The National Academies also noted that existing evidence indicates that GMO crops of soybeans, cotton and maize (corn) have “generally had favorable economic outcomes for producers” who grow these crops.
The U.S. Department of Agriculture, the World Health Organization, and the European Commission have all also concluded that GMO foods are as safe as foods grown from conventional seeds
Critics, however, contend that the long-term effects on both health and the environment have not been subjected to the kinds of long-term studies that may reveal cause-and-effect relationships.
India and Argentina are pushing back against permitting the use of Monsanto’s GMO seeds, and even U.S. agricultural giants Archer Daniels Midland Co. (NYSE: ADM) and Bunge Ltd. (NYSE: BG) have declined to buy new soybean seeds from Monsanto because the seeds have not yet been approved in Europe where many of their exports are directed.
Rising crop yields over the past several years have put downward pressure on farm prices, and this low-price environment is the driving force behind agribusiness consolidation.
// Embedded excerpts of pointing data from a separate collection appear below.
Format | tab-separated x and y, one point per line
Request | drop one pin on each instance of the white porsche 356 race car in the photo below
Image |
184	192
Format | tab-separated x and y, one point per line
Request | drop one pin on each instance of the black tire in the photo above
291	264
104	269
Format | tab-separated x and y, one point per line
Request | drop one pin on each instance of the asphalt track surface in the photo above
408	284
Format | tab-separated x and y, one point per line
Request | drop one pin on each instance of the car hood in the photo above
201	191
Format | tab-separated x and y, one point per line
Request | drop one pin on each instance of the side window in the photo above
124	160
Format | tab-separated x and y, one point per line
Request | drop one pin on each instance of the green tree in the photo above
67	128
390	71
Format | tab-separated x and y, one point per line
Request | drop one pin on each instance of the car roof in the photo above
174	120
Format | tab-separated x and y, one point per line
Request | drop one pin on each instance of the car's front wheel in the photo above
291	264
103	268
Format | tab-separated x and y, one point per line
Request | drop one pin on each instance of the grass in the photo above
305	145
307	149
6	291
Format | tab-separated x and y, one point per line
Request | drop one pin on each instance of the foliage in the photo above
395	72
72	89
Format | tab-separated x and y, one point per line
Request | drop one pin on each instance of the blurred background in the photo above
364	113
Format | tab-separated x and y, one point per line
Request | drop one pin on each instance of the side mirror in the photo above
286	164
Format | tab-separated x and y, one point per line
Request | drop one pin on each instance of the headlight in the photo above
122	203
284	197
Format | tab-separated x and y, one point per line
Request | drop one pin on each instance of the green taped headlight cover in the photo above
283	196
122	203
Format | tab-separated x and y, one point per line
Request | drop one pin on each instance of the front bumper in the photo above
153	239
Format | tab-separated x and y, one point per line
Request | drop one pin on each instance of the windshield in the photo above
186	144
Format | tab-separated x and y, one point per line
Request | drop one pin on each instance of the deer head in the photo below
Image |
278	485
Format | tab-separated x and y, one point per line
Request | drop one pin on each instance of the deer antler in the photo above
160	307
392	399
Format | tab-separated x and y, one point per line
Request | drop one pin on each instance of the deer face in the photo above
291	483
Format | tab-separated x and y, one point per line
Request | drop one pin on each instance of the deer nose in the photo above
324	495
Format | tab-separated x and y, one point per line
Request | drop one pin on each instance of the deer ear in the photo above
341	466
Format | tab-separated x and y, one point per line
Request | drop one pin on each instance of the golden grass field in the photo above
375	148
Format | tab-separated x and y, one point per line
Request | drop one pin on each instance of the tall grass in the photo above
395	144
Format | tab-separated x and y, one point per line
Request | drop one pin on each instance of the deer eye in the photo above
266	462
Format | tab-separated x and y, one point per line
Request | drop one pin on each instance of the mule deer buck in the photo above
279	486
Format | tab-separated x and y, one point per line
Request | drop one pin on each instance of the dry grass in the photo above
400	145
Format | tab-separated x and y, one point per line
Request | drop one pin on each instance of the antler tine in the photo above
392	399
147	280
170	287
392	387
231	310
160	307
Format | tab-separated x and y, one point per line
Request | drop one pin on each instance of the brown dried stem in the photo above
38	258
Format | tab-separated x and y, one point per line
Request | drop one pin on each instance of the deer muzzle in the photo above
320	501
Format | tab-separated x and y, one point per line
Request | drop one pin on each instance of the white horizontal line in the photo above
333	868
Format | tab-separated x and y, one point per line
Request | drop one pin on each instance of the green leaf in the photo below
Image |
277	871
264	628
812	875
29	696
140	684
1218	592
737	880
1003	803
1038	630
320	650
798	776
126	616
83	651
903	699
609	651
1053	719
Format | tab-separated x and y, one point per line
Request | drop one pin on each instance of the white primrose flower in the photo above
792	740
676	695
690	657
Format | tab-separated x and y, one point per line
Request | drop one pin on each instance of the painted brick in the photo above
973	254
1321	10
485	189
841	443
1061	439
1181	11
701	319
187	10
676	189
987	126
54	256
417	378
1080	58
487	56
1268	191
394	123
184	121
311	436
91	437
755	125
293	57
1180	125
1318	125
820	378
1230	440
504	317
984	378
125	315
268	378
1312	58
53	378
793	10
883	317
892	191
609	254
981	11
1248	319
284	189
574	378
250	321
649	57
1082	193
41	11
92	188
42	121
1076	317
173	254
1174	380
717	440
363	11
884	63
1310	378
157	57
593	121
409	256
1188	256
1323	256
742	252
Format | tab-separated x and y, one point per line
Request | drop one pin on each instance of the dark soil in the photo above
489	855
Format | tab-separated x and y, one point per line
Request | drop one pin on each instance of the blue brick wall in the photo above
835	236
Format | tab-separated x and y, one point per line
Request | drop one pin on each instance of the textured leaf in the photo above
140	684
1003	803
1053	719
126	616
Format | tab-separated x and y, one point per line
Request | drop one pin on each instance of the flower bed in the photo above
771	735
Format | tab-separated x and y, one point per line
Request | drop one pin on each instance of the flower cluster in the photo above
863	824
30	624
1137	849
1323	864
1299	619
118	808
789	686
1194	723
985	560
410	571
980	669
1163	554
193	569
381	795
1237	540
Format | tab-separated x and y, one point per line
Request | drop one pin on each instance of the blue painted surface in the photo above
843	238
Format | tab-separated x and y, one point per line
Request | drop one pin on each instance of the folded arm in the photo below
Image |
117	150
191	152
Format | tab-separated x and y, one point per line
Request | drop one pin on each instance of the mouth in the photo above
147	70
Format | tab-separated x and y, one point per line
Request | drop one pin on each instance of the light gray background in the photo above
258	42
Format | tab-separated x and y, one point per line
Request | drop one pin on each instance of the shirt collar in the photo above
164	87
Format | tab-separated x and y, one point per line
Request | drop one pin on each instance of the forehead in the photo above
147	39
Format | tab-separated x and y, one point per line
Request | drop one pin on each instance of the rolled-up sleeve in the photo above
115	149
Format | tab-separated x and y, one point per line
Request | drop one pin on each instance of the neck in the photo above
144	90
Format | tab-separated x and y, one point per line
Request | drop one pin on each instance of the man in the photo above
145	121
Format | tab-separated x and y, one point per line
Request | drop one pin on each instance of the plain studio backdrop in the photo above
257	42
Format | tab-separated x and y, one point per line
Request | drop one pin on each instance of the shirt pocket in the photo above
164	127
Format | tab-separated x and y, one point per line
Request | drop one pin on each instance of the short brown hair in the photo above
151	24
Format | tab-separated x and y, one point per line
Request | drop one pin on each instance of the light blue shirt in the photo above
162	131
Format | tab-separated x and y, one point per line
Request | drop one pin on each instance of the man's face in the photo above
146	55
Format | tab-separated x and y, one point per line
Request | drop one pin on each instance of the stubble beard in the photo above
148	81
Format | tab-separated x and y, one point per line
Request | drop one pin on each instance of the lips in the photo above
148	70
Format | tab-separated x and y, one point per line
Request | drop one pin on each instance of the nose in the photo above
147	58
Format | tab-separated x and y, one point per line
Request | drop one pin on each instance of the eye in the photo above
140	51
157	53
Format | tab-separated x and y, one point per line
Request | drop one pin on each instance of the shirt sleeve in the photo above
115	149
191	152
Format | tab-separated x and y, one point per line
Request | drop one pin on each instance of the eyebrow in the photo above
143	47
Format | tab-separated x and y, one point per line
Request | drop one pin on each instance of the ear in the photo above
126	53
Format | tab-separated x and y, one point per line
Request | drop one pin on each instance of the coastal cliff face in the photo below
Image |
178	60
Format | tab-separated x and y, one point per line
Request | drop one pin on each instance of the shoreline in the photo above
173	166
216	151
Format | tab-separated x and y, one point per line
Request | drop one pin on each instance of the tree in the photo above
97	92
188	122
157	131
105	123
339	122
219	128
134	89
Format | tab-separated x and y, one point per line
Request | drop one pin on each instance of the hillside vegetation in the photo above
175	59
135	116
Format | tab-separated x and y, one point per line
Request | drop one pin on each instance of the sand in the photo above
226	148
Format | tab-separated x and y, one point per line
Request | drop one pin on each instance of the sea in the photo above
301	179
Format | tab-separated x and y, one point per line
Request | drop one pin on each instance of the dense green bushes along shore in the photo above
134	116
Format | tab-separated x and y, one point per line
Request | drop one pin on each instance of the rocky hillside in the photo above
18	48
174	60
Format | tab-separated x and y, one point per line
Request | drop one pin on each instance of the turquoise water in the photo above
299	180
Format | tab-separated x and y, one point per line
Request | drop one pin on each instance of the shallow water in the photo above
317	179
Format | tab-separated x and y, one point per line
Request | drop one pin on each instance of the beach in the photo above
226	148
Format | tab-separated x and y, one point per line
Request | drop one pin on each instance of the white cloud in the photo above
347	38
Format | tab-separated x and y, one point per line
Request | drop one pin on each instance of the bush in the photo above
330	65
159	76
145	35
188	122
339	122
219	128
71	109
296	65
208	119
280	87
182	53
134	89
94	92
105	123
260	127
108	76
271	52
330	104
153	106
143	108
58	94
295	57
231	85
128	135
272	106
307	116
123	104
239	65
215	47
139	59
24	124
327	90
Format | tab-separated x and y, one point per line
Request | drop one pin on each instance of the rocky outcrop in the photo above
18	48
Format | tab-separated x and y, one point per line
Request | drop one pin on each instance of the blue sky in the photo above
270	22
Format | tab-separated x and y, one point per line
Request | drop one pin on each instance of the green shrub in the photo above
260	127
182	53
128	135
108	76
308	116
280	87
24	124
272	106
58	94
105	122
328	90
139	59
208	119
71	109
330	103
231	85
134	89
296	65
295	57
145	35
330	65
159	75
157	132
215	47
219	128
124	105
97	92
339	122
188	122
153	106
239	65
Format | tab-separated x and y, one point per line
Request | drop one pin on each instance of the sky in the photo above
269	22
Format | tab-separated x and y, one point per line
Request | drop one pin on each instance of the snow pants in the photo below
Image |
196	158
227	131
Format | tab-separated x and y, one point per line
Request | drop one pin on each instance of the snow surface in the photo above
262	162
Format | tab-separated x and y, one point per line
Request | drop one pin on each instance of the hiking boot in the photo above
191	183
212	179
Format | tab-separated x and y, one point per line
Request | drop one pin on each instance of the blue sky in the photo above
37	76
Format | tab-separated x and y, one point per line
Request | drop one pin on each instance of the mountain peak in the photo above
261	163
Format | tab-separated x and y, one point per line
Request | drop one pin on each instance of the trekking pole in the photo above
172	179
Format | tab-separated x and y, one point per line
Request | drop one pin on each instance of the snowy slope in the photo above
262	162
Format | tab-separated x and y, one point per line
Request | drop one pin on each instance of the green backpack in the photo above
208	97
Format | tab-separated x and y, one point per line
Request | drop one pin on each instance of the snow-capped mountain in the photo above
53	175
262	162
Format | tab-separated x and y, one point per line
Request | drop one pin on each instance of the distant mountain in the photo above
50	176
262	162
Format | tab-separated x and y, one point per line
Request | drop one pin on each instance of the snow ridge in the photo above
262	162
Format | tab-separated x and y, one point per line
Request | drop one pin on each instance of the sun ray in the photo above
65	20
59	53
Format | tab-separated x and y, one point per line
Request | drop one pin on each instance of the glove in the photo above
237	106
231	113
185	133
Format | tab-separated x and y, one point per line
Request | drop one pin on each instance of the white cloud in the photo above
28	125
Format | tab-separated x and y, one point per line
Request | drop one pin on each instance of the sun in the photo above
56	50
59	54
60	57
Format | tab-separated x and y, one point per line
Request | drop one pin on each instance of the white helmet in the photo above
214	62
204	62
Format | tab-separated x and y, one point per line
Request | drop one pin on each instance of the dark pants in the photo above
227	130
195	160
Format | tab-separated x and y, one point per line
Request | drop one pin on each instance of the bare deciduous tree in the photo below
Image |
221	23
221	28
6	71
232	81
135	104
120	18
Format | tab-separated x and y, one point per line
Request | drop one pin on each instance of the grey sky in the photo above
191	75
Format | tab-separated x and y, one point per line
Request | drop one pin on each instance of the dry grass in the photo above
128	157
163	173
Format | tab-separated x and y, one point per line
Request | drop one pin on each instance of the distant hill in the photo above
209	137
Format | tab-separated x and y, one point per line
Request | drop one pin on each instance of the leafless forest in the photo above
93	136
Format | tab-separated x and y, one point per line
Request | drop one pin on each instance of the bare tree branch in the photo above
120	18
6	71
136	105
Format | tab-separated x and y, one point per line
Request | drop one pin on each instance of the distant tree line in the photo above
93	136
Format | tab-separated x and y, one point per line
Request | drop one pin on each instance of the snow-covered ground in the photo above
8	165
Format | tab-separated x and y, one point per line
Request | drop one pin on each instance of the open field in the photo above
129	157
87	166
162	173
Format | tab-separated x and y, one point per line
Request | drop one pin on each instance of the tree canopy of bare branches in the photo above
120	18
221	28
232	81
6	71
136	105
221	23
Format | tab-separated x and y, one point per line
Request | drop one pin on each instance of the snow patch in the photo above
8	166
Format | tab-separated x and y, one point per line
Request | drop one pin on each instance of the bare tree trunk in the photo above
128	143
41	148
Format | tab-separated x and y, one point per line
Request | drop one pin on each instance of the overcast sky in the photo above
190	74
ChemChina recently struck a deal to buy Syngenta A.G. (NYSE: SYT) after Monsanto tried for years to acquire the German firm. The Dow Chemical Co. (NYSE: DOW) merger with E.I. du Pont de Nemours & Co. (NYSE: DD) would create the world’s largest seed business, unless and until Monsanto and Bayer can get a deal done.
There are only three large players left: Bayer, Monsanto and BASF. A counterbid from BASF is unlikely, but in a do-or-die situation, anything’s possible.
The report from the National Academies is good news for Monsanto and Bayer, but it really doesn’t offer anything new except to underline previous reports that have declared GMO foods to be safe. The critics of GMO foods won’t be placated by the new report, but barring some startling new revelation, their case is getting weaker.